# Peer-graded Assignment: Capstone Project - The Battle of Neighborhoods (Week 1)


Now that you have been equipped with the skills and the tools to use location data to explore a geographical location, over the course of two weeks, you will have the opportunity to be as creative as you want and come up with an idea to leverage the Foursquare location data to explore or compare neighborhoods or cities of your choice or to come up with a problem that you can use the Foursquare location data to solve. If you cannot think of an idea or a problem, here are some ideas to get you started:

1) In Module 3, we explored New York City and the city of Toronto and segmented and clustered their neighborhoods. Both cities are very diverse and are the financial capitals of their respective countries. One interesting idea would be to compare the neighborhoods of the two cities and determine how similar or dissimilar they are. Is New York City more like Toronto or Paris or some other multicultural city? I will leave it to you to refine this idea.

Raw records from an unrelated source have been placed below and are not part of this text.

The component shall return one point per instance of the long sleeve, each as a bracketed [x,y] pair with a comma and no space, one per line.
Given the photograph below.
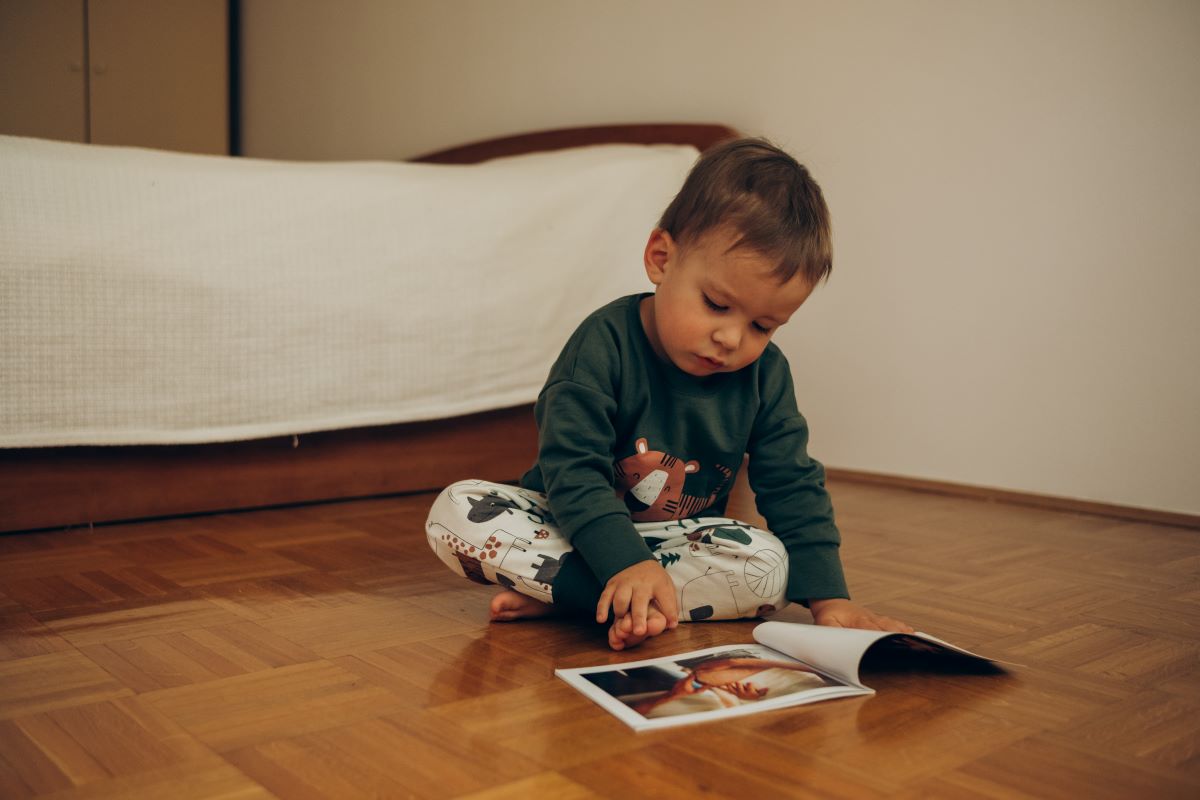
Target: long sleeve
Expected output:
[790,491]
[575,443]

2) In a city of your choice, if someone is looking to open a restaurant, where would you recommend that they open it? Similarly, if a contractor is trying to start their own business, where would you recommend that they setup their office?

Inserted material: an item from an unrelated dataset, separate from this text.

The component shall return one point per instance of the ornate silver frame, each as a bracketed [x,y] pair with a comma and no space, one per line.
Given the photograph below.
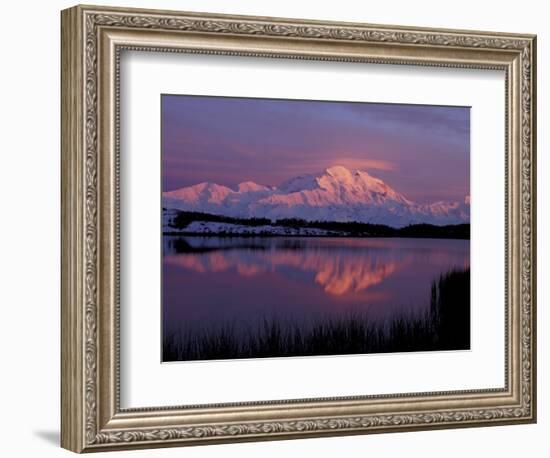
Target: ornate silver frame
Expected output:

These are just a couple of many ideas and problems that can be solved using location data in addition to other datasets. No matter what you decide to do, make sure to provide sufficient justification of why you think what you want to do or solve is important and why would a client or a group of people be interested in your project.

**REVIEW CRITERIA**

This capstone project will be graded by your peers. This capstone project is worth 70% of your total grade. The project will be completed over the course of 2 weeks. Week 1 submissions will be worth 30% whereas week 2 submissions will be worth 40% of your total grade.

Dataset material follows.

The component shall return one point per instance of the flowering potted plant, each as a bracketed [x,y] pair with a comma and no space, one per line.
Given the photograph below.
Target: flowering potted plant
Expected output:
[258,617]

For this week, you will required to submit the following:

1) A description of the problem and a discussion of the background. (15 marks)
2) description of the data and how it will be used to solve the problem. (15 marks)

For the second week, the final deliverables of the project will be:

1) A link to your Notebook on your Github repository, showing your code. (15 marks)
2) A full report consisting of all of the following components (15 marks):

- Introduction where you discuss the business problem and who would be interested in this project.
- Data where you describe the data that will be used to solve the problem and the source of the data.
- Methodology section which represents the main component of the report where you discuss and describe any exploratory data analysis that you did, any inferential statistical testing that you performed, if any, and what machine learnings were used and why.
- Results section where you discuss the results.
- Discussion section where you discuss any observations you noted and any recommendations you can make based on the results.
- Conclusion section where you conclude the report.
3. Your choice of a presentation or blogpost. (10 marks)


----


Clearly define a problem or an idea of your choice, where you would need to leverage the Foursquare location data to solve or execute. Remember that data science problems always target an audience and are meant to help a group of stakeholders solve a problem, so make sure that you explicitly describe your audience and why they would care about your problem.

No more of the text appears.